Genial athlete’s sudden death shocks uOttawa
Loic Kayembe, known for making others feel good, dies in his sleep at just 24
When Loic Kayembe was growing up in the Democratic Republic of Congo, his nickname was “Loic Star” — not because of his athleticism, but because of the way he made people feel.
“He loved to dance, he would always make jokes and make us laugh and he loved his mother more than anything,” said his older sister Coralie on Tuesday. “He was always happy, always smiling and he was extremely protective of his (three) sisters.”
Kayembe moved to Montreal with his family when he was 10 and was later accepted to the University of Ottawa to study social sciences. There, he became a popular and talented starting defensive end on the Gee-Gees football team.
Then, shockingly, Kayembe died in his sleep early Sunday morning. He was 24 years old.
Coralie said the outpouring of support from the university, family and friends has been incredible.
“The school and coaches all came to the emergency (room), it was amazing. I cannot believe the number of people that loved my brother. We didn’t even know the magnitude of the impact that he had on people’s lives. I see people saying we just lost a champion — he was our champion, but now I’m finding out he’s other people’s champion.”

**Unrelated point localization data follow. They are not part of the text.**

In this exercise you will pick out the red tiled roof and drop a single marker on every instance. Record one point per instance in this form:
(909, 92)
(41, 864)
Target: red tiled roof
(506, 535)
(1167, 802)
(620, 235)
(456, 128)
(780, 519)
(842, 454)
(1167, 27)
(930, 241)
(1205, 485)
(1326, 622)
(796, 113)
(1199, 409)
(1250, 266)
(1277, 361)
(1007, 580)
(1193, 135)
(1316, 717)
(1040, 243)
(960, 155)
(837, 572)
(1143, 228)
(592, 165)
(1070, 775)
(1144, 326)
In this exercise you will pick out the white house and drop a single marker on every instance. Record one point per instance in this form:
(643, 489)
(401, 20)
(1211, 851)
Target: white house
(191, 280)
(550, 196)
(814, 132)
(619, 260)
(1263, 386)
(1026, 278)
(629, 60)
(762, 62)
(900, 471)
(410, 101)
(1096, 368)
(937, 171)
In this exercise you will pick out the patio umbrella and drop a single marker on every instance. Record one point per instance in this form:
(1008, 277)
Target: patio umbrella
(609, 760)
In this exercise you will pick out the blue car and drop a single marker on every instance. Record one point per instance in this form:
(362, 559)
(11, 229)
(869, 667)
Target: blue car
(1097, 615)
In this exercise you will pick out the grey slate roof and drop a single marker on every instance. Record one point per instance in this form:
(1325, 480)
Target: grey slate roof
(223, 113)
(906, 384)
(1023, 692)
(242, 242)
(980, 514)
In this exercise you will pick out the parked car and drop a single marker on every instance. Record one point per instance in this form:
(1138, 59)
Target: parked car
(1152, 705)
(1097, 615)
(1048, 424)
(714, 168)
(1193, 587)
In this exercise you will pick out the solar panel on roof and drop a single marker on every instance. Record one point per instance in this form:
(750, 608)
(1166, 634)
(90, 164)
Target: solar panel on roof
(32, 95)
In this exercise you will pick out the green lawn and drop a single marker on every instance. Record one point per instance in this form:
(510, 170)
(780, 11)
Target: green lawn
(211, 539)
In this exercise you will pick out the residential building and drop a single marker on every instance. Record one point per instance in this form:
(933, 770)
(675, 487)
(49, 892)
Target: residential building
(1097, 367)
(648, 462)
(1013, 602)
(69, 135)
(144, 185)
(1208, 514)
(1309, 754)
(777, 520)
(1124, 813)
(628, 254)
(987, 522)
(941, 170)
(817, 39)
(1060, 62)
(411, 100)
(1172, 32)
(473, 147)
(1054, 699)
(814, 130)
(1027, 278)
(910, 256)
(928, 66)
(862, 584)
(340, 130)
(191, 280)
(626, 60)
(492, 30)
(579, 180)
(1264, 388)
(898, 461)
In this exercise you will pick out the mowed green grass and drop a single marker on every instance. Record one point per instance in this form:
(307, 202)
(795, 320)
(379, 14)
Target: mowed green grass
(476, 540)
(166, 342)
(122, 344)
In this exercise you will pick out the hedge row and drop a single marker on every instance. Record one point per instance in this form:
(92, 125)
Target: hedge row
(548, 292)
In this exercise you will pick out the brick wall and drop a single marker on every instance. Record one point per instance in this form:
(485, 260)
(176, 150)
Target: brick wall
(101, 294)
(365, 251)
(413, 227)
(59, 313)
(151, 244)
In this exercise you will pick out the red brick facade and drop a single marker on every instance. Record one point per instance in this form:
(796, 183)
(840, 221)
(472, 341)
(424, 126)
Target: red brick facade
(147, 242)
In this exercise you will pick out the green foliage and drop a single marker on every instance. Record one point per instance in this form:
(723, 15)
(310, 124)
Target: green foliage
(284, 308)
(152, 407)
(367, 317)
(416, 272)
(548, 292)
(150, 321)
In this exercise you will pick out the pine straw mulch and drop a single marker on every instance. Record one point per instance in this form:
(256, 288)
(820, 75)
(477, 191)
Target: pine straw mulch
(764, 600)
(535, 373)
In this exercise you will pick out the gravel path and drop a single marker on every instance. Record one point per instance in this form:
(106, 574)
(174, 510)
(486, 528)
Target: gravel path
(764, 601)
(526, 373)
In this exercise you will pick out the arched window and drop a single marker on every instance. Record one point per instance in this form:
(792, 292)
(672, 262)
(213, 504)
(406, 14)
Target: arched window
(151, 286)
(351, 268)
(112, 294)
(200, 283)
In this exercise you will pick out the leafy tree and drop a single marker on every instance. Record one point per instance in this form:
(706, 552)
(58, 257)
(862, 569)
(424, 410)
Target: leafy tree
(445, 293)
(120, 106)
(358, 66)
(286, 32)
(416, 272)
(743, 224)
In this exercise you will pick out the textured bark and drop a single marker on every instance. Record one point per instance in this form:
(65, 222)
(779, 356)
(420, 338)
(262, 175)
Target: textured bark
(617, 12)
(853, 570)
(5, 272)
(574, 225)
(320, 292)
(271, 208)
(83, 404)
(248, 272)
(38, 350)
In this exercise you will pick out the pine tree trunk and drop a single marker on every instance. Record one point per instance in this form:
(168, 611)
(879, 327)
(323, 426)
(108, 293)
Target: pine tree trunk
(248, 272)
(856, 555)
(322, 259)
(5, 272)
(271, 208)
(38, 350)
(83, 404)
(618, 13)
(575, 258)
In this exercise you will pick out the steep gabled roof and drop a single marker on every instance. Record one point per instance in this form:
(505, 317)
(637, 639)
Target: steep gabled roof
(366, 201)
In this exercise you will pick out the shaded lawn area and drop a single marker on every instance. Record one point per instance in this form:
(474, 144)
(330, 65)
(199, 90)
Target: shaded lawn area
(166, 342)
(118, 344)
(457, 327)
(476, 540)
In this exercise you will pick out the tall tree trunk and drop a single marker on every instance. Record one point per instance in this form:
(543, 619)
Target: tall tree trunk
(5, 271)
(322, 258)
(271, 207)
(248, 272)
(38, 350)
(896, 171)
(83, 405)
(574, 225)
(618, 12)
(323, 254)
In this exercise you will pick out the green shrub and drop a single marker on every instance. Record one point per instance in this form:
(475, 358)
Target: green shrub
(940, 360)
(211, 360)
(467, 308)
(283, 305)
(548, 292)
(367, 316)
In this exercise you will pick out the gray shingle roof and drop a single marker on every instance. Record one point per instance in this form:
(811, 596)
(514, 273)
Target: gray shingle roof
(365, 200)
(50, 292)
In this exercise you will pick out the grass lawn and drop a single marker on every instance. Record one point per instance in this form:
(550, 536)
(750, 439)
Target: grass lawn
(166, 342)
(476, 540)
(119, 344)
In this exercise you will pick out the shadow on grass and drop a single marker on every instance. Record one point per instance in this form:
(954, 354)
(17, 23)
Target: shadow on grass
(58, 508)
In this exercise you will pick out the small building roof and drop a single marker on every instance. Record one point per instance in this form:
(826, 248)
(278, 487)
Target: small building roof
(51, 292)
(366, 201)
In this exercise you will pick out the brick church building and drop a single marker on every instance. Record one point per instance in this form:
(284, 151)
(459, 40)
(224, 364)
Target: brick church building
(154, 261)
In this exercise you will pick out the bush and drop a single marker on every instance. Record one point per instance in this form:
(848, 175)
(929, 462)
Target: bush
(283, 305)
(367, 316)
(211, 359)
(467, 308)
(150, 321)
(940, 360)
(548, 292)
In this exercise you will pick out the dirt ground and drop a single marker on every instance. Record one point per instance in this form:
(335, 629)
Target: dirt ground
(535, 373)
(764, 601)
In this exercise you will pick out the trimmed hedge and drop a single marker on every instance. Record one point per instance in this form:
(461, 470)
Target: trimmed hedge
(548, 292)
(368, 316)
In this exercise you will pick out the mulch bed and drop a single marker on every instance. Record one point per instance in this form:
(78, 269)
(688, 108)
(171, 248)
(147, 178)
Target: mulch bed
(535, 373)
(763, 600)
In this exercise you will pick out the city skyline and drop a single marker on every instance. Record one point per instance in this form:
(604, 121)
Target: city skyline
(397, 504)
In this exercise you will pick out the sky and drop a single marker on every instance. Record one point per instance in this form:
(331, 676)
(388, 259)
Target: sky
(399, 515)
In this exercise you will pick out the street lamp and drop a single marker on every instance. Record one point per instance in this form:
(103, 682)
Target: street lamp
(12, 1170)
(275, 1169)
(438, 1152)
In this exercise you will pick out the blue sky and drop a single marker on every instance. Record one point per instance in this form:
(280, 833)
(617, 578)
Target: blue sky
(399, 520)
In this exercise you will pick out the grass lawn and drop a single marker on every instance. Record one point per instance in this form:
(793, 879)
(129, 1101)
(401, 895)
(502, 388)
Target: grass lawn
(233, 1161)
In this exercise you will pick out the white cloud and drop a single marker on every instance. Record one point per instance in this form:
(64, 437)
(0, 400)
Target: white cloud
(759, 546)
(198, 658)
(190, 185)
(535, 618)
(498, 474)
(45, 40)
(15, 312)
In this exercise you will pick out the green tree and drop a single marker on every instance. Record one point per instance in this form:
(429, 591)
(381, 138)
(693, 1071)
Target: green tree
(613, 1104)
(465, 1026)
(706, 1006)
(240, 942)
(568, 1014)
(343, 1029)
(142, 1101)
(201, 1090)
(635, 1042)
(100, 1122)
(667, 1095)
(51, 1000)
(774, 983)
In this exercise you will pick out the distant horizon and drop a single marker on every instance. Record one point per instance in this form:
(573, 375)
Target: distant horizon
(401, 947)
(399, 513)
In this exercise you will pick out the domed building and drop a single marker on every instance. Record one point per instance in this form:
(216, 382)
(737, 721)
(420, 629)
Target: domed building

As the news of Kayembe’s death spread, many took to social media to express their condolences.
“The shock and grief are overwhelming. Hold tight to those you love,” said Anne Marie Nelson.
“I’m still waiting to wake up and realize all this is just a nightmare,” wrote Solange Berennicce.
Kayembe had been with the GeeGees since 2015.
“This is a very difficult time for our team,” Gee-Gees head coach Jamie Barresi said in a statement released Tuesday. “I would like to thank everyone in the uOttawa community and the football community for the messages of condolences — I have been passing them along to our players. At this time we are still asking for privacy as the young men on our team mourn the loss of their friend, and I thank everyone for their understanding on this matter.”
A statement released by the university on Monday spoke of the energy and joy Kayembe brought to the game and to his teammates.
“He was a core member of a tightly knit defensive unit, many of whom are from Montreal and were football teammates together at Montmorency College. The entire Gee-Gees team is deeply affected by this loss. Loic’s vibrant personality radiated far beyond the football team to his classmates and fellow Gee-Gees on other varsity teams.”
When Kayembe wasn’t playing or studying, he visited his family home in Laval, Que., enjoying his mother’s home-cooked meals that often included his two favourite foods: plantains and chicken.
“He could eat plantain all week and he wouldn’t complain. My mom would always be happy when he would come back home for a vacation ... she’d say, ‘Finally somebody in the house is going to eat all of the food that I am cooking.’ He loved my mom’s cooking.”
Kayembe, who was six-foot-one and 255 pounds, had other endearing nicknames such as “Shaq Attack” and “Teddy Bear,” but his sister Coralie said “Coach Loic” would have been the best fit.
“He was very passionate about football and he wanted to become a coach and this summer he coached a (young) football team and they won a championship, so it was his proudest moment this summer,” Coralie said.
“He wanted to become a coach. He could have made it, he had all the potential.”
A ceremony to commemorate Kayembe will be held before Saturday’s Panda Game between the University of Ottawa and Carleton University at TD Place.
Kayembe’s supporters have launched a GoFundMe campaign to help cover the costs of his funeral, which will be held in Montreal.
I cannot believe the number of people that loved my brother. … I see people saying we just lost a champion — he was our champion, but now I’m finding out he’s other people’s champion.